VPNs are not just for business purposes. Individuals are advised to use VPNs for personal use when connecting to available public Wi-Fi networks because information could be intercepted and used for nefarious purposes. For example, an individual may connect to a coffee shop’s public network to check their bank statement. When logging into the bank’s website, the IP address, account credentials, and other sensitive information are sent and could be intercepted without the use of VPN.

While VPNs provide security benefits, they may also be used for malicious purposes. When a threat actor uses a VPN, their location and information is obscured and, therefore, can be challenging and difficult to trace. Network defenders often consider blocking network traffic from countries that are notorious for engaging in cybercrime; however, threat actors from these countries could simply use a VPN to evade location-based restrictions as well as hide their tracks, as VPNs obscure use data.
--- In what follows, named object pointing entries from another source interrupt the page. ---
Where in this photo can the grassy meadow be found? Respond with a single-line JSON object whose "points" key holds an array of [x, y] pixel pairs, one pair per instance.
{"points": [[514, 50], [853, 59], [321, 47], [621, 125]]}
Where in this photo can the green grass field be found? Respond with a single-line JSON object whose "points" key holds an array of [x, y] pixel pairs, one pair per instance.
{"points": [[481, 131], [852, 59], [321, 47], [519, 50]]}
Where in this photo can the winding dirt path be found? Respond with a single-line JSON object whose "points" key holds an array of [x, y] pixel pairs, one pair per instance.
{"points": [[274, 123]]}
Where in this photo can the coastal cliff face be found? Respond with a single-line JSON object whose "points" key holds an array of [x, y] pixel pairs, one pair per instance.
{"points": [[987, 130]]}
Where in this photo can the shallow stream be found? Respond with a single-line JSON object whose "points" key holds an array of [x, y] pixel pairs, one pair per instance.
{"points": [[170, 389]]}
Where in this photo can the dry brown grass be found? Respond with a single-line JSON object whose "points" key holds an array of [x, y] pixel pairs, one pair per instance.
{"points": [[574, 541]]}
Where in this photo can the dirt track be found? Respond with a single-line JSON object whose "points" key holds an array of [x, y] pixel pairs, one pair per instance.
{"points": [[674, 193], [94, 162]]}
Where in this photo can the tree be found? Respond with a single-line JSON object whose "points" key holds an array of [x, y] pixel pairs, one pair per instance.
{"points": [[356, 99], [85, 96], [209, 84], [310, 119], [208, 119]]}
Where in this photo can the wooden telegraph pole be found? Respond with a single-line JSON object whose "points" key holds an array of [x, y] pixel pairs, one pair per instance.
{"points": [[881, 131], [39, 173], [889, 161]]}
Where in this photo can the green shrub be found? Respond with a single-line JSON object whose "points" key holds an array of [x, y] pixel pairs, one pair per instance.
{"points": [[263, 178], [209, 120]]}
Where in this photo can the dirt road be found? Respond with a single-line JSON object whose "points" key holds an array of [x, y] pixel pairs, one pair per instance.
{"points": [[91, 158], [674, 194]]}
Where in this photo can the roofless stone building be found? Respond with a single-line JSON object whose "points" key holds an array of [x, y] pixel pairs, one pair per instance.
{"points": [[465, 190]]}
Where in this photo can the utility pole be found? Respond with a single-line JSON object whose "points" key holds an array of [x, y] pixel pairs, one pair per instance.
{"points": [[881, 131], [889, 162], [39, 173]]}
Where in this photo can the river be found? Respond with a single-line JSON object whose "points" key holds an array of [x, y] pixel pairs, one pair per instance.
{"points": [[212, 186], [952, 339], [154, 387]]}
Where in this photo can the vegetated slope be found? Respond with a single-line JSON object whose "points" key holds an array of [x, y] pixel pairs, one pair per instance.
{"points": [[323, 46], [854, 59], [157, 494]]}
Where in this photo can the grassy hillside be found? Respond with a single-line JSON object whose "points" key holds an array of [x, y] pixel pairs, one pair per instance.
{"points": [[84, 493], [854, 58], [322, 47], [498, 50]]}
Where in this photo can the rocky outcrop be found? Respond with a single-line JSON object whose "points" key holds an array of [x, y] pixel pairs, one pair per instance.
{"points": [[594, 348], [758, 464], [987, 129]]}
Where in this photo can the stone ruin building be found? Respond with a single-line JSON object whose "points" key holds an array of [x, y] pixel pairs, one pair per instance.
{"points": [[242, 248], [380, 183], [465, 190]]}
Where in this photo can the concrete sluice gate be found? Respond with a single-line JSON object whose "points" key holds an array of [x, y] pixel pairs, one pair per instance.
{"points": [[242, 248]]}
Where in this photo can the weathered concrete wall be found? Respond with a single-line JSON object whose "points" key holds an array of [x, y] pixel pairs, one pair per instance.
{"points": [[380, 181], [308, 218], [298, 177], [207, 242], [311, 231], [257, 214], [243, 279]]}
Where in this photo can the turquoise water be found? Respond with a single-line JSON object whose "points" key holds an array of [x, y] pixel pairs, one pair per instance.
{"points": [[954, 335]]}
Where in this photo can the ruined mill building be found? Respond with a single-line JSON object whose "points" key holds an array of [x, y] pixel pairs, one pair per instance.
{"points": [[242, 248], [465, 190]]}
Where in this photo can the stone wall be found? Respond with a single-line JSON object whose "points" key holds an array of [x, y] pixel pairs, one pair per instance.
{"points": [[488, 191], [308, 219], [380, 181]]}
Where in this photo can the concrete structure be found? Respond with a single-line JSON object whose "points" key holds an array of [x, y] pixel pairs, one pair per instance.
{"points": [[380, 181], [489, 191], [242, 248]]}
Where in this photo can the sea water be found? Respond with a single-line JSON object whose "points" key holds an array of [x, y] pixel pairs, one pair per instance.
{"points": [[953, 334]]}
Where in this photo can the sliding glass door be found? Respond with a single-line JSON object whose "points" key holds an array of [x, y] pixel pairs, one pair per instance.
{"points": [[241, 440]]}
Considerations for VPN Usage:

There are free and paid options for VPNs. One concern when using a free VPN is that these services often collect, store, and sell user information in order to make revenue, commonly leading to targeted ads. In addition, data may not be sufficiently secured and could be compromised. It is also important to verify that certain permissions or functions are removed to prevent third-party access. Some free providers may not have the means to thoroughly verify and validate software code, which could lead to user issues or vulnerabilities and put devices at risk. Another important consideration is the speed of internet access. Many free VPNs share bandwidth between users. The service may aggregate the bandwidth and increase profits by selling it to a bidder, who may use it for nefarious purposes.

Oftentimes, the paid VPN services provide higher quality and security for its users. Be sure the services are compatible with the system requirements, including operating system such as iOS, Windows, or Linux. When purchasing a VPN, make sure to check that the service keeps data secure by using a strong, standard encryption scheme; many VPN services advertise using military-grade encryption standards. Also, verify the provider has many server networks and locations. Finally, consider a provider with a zero-logging policy, which ensures that no user data is stored by the service, including records of personal information, traffic, and downloads in order to provide strong data and privacy protections.